Herbert’s son Finlay Lewis was a journalist for the Minneapolis Tribune and the Copley New Service. Herbert’s nephew Bruce Ingersoll was a journalist with the Wall Street Journal, and his niece Brenda Ingersoll was a reporter for the Chicago Tribune. Bruce’s son Archie is news editor for The Forum of Fargo-Moorhead.

== Career ==
In 1922 Herbert became an editorial writer for the St. Paul Pioneer Press. In the 1920s Herbert wrote speeches for then governor of New York Al Smith, and wrote the agricultural plank for his run for the presidency in 1928 where he focused on the crisis in the agricultural sector growing from the dislocations of World War I and the return to a so-called normalcy.

In 1937 Herbert was appointed editorial director for Northwest Publications.

Hebert was a regular contributor to New York Times throughout the 1930s and 40s.

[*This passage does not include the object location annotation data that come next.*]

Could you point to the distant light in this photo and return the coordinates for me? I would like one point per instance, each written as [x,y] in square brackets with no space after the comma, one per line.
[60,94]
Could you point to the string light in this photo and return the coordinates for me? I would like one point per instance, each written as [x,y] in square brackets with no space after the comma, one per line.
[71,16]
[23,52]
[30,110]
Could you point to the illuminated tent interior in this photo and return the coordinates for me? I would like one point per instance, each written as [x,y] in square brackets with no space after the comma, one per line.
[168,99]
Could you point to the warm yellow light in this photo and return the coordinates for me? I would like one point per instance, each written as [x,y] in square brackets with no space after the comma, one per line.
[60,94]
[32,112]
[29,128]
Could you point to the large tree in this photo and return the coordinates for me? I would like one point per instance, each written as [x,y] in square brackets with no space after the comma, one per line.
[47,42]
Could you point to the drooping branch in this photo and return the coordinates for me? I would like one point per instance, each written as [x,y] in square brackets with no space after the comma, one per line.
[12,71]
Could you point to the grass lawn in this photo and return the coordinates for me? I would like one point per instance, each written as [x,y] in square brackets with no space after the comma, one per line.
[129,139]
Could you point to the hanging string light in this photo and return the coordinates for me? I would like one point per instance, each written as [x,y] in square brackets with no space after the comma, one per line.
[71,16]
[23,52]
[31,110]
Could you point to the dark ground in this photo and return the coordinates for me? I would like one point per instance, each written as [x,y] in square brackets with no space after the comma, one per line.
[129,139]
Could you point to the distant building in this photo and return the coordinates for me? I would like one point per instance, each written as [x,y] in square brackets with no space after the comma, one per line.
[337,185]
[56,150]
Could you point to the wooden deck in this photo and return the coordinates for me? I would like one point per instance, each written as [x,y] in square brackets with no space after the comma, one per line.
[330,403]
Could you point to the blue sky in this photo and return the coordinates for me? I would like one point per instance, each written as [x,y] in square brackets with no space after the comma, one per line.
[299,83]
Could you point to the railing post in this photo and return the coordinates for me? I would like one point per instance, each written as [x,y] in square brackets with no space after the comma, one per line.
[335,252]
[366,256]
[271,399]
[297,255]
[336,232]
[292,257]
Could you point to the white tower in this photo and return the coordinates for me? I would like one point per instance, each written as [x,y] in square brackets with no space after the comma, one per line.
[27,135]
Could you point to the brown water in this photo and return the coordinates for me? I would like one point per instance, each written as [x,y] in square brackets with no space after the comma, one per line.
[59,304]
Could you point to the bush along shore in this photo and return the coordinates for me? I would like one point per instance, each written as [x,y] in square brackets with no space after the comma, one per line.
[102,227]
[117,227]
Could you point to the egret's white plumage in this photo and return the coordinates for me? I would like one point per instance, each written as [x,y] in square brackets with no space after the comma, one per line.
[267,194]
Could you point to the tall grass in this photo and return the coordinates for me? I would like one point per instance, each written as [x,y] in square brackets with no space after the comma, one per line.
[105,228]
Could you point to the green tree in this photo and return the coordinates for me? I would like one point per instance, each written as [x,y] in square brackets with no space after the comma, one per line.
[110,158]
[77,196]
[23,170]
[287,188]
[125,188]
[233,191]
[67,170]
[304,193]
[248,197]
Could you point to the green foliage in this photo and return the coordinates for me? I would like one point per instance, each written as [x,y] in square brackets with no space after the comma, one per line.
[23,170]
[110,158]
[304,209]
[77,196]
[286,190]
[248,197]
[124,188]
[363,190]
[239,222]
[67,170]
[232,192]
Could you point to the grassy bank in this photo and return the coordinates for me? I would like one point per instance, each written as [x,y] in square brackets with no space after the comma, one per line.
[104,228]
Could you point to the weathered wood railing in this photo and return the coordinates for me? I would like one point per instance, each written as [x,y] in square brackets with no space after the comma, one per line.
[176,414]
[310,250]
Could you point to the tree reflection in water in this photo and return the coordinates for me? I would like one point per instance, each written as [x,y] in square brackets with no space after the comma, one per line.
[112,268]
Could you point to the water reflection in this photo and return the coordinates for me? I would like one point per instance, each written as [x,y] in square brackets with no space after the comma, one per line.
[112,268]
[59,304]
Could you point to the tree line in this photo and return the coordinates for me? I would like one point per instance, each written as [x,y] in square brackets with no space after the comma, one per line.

In 1941 Herbert was appointed Washington correspondent to the Pioneer Press. During World War II Herbert was based in London where he served as a war correspondent for the Pioneer Press and the New York Times.

In 1949 he became managing editor of the St. Paul Pioneer Press and Dispatch, a position he held until retirement in 1964 as editor in chief. In 1950 Herbert traveled around the world with Republican presidential nominee Harold Stassen, a journey that concluded in London with an exclusive interview with Dwight D. Eisenhower. In the interview, Eisenhower sent a signal to the Republican Party that he intended to run for president.

Herbert worked as editorial consultant to the St. Paul Pioneer Press and Dispatch until his death in 1971.